Eddy Compensation in Wind-Driven Subtropical Gyres and Implications for Biological Productivity

Large-scale Ekman-induced downwelling is believed to suppress biological activity in subtropical gyres. Despite much work, the nutrient budget of these gyres remains poorly understood; estimates of primary productivity are consistently higher than estimates of nutrient supply. The existence of eddy compensation in the Southern Ocean, in which an eddy induced overturning circulation largely compensates the Ekman driven overturning circulation, is widely accepted. By analysing output from an idealised eddy-resolving model we show that eddy compensation also occurs within wind-driven gyres.

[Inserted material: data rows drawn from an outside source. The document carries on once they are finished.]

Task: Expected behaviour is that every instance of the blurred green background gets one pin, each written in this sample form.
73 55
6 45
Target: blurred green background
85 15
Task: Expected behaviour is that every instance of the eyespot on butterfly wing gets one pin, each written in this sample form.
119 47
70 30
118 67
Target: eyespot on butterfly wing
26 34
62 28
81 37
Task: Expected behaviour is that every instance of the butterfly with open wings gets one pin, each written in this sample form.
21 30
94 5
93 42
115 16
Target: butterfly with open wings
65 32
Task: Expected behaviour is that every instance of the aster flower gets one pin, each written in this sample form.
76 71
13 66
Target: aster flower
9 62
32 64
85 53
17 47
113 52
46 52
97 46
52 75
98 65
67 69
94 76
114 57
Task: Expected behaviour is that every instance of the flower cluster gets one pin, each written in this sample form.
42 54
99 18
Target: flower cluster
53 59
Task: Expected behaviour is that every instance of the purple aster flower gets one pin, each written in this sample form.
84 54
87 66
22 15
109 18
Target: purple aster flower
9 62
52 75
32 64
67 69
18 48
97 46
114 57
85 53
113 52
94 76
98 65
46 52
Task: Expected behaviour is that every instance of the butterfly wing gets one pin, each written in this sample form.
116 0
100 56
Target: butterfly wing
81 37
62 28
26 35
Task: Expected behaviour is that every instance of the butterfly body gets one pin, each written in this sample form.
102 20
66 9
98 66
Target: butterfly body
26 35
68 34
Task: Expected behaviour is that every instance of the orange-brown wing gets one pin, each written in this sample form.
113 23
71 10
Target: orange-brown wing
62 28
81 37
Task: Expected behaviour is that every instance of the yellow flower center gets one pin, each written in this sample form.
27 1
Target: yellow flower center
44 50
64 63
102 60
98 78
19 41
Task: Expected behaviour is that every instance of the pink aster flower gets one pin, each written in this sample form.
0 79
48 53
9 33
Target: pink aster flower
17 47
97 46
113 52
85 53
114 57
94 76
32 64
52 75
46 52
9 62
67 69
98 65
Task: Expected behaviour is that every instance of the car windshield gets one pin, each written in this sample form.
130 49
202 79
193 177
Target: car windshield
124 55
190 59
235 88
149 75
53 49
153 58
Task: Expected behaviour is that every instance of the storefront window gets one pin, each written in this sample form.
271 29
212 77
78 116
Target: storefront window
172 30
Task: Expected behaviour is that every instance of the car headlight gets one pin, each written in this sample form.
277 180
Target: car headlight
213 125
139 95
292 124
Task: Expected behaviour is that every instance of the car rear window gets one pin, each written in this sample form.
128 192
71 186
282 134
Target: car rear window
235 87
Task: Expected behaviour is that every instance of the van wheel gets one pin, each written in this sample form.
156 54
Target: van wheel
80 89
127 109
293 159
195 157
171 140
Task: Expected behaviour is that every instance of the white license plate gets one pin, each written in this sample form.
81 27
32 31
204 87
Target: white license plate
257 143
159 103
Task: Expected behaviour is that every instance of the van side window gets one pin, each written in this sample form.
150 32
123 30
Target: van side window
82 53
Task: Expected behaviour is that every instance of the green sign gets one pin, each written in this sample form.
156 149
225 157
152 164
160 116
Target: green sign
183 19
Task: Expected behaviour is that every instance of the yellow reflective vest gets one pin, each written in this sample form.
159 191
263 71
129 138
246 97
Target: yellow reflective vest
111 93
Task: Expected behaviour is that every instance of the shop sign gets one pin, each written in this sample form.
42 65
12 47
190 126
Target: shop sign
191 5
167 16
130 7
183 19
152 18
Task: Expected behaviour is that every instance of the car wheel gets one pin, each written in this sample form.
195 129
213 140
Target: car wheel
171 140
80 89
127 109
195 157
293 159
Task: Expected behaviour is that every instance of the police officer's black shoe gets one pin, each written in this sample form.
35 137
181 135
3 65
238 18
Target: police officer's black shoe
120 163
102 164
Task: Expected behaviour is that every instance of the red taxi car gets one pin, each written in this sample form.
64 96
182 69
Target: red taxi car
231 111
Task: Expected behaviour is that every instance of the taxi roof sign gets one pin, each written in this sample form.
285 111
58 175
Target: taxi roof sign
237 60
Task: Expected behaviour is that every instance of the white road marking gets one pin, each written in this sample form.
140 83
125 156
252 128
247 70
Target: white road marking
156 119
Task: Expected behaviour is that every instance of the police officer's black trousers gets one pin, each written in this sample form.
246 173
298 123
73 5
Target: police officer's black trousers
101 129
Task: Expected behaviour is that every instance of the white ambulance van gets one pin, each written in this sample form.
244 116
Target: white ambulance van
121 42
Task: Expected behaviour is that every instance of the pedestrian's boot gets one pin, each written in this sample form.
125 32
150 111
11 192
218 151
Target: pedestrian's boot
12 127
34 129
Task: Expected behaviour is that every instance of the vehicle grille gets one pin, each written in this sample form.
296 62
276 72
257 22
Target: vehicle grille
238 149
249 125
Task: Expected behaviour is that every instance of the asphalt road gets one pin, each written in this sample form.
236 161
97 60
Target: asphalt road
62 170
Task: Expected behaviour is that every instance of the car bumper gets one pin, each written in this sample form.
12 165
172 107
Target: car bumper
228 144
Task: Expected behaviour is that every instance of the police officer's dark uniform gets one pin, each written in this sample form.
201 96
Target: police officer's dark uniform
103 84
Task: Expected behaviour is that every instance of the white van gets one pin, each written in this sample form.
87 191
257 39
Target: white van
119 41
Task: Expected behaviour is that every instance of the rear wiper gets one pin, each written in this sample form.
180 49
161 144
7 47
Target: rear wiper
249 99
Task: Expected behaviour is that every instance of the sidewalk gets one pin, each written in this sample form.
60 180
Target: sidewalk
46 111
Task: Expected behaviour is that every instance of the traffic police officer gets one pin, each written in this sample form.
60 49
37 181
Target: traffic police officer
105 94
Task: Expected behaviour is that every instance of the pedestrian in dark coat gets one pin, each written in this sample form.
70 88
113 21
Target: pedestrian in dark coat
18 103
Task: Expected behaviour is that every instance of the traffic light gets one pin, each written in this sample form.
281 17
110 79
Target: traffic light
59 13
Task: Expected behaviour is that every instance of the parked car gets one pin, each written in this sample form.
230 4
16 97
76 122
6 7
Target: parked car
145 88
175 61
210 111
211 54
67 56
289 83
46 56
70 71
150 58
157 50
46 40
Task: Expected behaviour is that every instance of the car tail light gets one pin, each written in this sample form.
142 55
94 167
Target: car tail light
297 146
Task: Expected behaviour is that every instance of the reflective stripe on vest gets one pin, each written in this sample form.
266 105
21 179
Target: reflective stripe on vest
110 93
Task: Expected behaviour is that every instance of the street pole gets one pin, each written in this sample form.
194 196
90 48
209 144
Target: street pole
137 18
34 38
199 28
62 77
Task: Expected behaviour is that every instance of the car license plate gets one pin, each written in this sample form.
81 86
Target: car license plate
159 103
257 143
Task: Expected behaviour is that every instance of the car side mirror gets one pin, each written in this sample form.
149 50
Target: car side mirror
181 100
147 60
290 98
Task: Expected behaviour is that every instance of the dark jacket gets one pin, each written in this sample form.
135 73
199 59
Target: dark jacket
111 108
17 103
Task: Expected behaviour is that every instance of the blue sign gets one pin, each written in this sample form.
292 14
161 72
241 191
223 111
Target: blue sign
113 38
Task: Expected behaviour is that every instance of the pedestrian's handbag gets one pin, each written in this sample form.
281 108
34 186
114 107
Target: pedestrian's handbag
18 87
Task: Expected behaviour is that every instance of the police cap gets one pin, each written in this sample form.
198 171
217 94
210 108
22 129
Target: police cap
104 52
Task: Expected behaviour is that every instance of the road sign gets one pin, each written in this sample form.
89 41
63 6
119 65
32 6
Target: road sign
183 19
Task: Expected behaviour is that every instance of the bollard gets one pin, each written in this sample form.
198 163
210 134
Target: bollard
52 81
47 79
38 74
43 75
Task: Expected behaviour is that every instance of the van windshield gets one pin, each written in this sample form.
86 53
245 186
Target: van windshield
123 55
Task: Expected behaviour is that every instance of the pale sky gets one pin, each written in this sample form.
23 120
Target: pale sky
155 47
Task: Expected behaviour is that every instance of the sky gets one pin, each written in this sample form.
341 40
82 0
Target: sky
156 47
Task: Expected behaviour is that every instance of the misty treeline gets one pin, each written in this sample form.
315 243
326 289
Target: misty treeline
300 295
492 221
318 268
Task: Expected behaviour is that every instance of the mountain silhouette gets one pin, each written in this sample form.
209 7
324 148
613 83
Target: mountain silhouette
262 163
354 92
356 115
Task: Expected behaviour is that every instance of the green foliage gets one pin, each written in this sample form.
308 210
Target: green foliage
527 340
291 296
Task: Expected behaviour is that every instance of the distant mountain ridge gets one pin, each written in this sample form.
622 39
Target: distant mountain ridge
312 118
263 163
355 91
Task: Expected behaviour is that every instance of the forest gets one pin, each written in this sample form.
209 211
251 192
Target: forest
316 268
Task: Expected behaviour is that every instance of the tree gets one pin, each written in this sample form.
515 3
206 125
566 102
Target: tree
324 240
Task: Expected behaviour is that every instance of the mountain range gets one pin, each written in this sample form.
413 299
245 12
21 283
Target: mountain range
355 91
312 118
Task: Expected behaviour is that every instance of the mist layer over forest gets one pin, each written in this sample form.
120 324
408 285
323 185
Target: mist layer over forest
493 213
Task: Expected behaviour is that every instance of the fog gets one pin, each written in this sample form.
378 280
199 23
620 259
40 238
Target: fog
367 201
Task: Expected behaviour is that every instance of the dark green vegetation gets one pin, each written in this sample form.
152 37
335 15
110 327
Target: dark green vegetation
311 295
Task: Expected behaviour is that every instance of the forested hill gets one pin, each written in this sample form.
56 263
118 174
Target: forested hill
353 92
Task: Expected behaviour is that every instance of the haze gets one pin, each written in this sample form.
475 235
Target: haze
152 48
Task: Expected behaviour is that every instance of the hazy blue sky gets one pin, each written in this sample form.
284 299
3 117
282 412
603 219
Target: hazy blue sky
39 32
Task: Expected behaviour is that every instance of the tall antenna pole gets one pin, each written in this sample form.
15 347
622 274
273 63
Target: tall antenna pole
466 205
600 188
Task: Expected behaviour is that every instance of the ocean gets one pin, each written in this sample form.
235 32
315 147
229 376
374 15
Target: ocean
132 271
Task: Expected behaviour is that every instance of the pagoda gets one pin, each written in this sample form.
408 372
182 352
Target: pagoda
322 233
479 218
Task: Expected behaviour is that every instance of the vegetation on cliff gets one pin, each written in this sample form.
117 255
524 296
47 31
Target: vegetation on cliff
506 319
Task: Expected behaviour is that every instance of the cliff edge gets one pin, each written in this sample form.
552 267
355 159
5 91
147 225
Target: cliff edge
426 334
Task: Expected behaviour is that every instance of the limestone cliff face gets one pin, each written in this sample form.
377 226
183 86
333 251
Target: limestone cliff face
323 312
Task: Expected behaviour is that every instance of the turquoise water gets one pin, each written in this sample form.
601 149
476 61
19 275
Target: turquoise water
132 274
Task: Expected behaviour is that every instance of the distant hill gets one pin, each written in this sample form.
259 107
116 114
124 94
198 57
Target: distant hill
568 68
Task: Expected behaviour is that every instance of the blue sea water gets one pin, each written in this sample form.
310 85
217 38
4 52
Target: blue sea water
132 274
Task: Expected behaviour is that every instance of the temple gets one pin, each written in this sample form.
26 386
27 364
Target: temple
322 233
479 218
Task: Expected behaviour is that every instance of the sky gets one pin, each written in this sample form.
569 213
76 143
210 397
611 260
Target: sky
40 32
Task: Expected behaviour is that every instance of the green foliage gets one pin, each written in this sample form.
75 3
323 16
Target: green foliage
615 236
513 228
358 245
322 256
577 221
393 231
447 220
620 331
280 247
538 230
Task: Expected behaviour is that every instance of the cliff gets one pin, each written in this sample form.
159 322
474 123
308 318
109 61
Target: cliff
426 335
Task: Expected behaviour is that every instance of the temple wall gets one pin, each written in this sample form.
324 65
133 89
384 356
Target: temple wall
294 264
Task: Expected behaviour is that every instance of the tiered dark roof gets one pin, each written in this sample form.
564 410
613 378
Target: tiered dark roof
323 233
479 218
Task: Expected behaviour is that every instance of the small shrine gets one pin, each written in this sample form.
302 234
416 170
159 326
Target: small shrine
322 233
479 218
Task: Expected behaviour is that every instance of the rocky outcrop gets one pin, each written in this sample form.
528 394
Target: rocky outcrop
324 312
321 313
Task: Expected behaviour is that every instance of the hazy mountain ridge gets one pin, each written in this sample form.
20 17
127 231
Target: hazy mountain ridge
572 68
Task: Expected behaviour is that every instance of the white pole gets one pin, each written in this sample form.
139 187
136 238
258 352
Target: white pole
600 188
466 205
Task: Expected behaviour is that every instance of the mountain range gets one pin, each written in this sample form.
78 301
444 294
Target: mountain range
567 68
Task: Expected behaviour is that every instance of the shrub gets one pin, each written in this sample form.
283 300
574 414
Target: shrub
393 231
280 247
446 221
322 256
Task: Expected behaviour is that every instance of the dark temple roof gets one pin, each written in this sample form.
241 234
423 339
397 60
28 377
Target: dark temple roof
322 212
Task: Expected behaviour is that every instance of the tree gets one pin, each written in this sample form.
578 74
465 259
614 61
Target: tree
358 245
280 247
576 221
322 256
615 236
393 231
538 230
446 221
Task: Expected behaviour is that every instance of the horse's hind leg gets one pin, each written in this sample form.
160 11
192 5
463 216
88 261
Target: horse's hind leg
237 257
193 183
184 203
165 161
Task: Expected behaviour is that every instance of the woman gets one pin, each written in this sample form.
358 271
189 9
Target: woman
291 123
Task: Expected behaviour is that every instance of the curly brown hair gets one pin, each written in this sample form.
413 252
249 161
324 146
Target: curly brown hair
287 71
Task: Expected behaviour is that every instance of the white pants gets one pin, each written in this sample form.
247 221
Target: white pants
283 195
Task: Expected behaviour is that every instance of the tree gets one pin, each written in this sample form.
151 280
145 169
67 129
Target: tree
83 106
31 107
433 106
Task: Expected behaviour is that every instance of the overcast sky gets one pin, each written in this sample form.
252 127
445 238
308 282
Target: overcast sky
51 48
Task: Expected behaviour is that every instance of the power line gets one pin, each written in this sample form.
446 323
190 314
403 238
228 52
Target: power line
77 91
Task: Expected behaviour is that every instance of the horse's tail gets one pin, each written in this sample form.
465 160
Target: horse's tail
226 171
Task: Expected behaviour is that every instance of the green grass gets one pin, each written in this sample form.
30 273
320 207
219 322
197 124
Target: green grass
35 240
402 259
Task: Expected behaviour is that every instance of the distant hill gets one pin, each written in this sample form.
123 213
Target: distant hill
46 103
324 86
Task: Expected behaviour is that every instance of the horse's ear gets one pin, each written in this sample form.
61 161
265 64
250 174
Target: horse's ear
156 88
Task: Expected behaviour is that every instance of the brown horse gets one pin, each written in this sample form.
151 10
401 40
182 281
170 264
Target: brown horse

By taking area integrals of vertical potential vorticity fluxes within the subtropical gyre, we show that Ekman induced downwelling is opposed and largely compensated by eddy induced upwelling. Using Lagrangian particle tracking techniques, we confirm that the Ekman-induced downwelling observed in the Eulerian-mean velocity fields, is suppressed when the particles are advected by the full time-varying velocity fields. The implications of these results for biological productivity are explored by the inclusion of a simple nutrient in our model. Our results may explain the unexpectedly high levels of biological productivity observed in subtropical gyres despite large-scale Ekman-induced downwelling.